17 years in prison for man linked to the Toronto 18 terrorism group

An Atlanta man with ties to members of the so-called Toronto 18 terror cell has been sentenced to 17 years in prison for conspiring to support terrorists by videotaping US landmarks.

Twenty-three-year-old Ehsanul Islam Sadequee could have received as many as 60 years in prison at Monday’s hearing.

Sadequee, a US citizen, was convicted of four terror-related charges in August for sending the tapes of landmarks in Washington to terror suspects overseas in hopes of boosting his reputation.

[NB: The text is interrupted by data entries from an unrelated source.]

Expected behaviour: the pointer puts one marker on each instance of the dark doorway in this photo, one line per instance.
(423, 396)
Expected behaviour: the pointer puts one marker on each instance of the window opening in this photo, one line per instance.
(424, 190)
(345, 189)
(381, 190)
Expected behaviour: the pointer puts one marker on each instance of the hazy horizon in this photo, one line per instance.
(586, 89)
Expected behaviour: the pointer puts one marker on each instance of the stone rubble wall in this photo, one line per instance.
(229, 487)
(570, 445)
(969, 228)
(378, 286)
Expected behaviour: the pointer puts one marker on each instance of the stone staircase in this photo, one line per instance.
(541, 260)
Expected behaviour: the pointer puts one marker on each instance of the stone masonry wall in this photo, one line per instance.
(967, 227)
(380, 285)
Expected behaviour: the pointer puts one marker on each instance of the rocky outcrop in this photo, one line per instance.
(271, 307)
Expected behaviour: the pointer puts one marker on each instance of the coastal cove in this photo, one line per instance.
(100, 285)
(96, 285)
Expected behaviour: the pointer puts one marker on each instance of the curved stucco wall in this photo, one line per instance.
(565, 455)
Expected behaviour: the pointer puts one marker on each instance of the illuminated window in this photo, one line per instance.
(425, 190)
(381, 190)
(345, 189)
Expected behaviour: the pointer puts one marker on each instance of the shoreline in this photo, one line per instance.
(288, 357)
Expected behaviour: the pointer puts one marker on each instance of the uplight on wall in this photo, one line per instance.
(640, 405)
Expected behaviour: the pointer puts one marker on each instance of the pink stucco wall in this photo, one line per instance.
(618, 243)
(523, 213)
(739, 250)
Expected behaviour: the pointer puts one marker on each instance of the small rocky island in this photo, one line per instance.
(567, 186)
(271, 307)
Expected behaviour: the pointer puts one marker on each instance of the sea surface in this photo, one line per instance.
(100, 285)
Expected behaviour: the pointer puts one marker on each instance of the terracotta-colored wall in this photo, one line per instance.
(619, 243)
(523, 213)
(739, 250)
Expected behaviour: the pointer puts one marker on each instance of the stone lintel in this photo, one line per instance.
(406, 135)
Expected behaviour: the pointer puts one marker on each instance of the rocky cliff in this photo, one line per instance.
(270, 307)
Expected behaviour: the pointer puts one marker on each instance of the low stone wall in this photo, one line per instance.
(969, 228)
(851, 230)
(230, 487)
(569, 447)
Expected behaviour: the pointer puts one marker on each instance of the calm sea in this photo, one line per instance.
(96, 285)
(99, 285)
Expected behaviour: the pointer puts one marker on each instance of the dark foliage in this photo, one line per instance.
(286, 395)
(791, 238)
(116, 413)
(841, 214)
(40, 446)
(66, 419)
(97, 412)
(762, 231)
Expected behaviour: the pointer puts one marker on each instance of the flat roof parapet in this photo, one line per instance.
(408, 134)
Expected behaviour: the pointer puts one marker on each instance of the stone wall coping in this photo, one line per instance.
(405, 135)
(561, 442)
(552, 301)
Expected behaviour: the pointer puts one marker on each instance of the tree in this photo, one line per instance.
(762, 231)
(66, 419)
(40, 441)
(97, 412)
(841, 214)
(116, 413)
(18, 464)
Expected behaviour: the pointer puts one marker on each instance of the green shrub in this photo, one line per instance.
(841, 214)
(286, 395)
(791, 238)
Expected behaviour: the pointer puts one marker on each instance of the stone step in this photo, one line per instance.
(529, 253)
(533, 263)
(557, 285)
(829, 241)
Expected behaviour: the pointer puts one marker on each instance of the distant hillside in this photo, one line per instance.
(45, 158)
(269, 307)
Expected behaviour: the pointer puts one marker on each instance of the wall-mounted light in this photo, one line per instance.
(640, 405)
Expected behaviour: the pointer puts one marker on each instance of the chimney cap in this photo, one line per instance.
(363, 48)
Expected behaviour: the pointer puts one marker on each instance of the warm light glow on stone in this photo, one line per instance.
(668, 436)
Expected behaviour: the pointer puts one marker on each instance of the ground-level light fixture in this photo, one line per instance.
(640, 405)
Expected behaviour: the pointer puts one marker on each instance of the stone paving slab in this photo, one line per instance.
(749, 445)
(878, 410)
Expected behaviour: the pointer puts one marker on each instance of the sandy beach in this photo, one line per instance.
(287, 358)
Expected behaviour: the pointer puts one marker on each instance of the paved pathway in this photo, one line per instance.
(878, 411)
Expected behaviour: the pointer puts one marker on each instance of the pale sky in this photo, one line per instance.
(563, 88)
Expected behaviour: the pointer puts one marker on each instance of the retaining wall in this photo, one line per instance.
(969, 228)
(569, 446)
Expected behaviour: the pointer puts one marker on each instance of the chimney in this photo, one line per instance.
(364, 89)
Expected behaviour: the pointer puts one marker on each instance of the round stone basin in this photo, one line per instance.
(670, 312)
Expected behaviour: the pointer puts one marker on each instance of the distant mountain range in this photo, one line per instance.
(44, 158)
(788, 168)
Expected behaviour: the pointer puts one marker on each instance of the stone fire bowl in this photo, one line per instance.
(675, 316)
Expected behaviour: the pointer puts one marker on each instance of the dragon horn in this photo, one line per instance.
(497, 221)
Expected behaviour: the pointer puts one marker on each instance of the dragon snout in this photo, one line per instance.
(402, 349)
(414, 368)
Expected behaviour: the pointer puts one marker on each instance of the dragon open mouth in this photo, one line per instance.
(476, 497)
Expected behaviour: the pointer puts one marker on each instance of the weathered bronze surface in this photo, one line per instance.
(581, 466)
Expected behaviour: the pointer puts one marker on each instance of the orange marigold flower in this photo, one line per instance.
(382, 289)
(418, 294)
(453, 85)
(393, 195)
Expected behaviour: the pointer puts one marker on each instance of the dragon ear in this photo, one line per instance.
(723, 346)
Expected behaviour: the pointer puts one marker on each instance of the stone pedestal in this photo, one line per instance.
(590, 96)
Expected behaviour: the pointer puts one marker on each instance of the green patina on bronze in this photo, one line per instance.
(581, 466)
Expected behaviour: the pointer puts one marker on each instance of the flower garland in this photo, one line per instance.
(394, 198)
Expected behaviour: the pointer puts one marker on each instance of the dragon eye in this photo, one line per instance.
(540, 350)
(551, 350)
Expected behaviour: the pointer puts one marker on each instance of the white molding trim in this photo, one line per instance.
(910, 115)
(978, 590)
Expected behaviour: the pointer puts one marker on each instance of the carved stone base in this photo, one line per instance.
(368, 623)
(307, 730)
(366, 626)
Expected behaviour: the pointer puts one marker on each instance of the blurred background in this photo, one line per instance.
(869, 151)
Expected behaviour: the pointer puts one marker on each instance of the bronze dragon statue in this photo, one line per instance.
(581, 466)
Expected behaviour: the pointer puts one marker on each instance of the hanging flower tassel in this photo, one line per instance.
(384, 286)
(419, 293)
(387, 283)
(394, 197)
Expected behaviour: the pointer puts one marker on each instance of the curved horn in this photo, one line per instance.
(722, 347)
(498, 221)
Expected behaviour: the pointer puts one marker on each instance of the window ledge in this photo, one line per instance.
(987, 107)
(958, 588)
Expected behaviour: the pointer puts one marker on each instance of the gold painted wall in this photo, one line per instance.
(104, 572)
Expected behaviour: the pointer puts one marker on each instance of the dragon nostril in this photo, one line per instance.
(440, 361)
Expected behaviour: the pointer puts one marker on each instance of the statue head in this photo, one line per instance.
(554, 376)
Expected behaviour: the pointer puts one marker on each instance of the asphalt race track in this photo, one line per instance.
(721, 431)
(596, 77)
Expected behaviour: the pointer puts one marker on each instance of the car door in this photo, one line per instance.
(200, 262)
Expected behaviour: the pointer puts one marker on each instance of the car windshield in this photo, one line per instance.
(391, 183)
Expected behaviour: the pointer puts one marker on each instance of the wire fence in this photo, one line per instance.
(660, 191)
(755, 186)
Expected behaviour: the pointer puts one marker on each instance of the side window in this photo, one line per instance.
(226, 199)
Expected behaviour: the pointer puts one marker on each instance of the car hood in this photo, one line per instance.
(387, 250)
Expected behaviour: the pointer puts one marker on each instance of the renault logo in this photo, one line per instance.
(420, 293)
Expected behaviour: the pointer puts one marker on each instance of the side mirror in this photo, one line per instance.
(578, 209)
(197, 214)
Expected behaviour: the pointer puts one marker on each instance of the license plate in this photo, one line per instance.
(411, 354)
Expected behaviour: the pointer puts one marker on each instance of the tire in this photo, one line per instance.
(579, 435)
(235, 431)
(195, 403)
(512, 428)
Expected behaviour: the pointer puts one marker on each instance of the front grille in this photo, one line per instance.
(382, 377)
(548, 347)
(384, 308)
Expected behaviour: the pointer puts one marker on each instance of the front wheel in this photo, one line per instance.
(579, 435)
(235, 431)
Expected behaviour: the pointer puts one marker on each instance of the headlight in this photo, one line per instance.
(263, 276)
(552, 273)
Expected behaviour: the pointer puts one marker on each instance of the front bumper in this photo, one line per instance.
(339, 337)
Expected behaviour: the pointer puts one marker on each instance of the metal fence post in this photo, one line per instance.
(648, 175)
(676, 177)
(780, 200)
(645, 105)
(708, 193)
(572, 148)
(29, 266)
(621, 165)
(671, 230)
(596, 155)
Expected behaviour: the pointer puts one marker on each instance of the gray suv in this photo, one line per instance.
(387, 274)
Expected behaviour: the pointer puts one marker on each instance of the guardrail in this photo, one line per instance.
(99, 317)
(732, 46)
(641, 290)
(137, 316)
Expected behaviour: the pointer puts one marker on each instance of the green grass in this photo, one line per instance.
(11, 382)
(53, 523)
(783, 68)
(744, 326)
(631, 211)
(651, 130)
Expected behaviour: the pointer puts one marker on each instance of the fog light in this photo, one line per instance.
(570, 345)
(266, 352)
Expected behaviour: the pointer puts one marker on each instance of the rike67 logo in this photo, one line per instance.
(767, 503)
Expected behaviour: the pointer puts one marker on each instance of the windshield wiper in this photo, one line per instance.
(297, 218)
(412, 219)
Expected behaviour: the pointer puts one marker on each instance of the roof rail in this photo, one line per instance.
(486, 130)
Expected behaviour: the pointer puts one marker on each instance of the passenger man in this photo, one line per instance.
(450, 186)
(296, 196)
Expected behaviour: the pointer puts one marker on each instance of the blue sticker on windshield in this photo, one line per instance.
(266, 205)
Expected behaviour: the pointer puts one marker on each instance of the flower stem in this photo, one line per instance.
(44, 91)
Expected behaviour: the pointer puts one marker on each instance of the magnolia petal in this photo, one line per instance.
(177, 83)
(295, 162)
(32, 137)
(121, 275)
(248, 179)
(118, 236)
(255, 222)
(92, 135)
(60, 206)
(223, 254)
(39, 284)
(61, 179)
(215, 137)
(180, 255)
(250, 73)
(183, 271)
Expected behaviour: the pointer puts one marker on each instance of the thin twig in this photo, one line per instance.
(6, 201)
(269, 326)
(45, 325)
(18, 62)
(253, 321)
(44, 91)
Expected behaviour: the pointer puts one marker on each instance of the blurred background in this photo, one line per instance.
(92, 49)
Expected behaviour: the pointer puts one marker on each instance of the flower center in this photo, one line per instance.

His friend Syed Haris Ahmed, also a US citizen, faces 15 years in prison at a sentencing hearing later Monday. Ahmed, 24, was convicted in June of conspiring to support terrorist groups. The court heard that the co-conspirators developed relationships over the Internet with other supporters of violent jihad in the US, Canada, Britain, Pakistan, Bosnia and beyond.

In March 2005, the Americans travelled to Toronto to meet members of the Toronto 18, an alleged homegrown terror cell that was broken up by Canadian authorities in June 2006 when 14 men and four youths from the GTA were arrested. Since the mass arrests, seven of those charged from the Toronto group have had their charges stayed, five have been convicted and six are awaiting trial.

An Atlanta court was told that during the week-long trip to Canada, the American men met several times, including once in an unidentified Toronto mosque, with two Toronto 18 members, whose trial is expected to start in the spring.

Assistant US Attorney Robert McBurney told a Georgia court that online chatter revealed one of the Toronto men had spoken with Ahmed and Sadequee about going to Pakistan.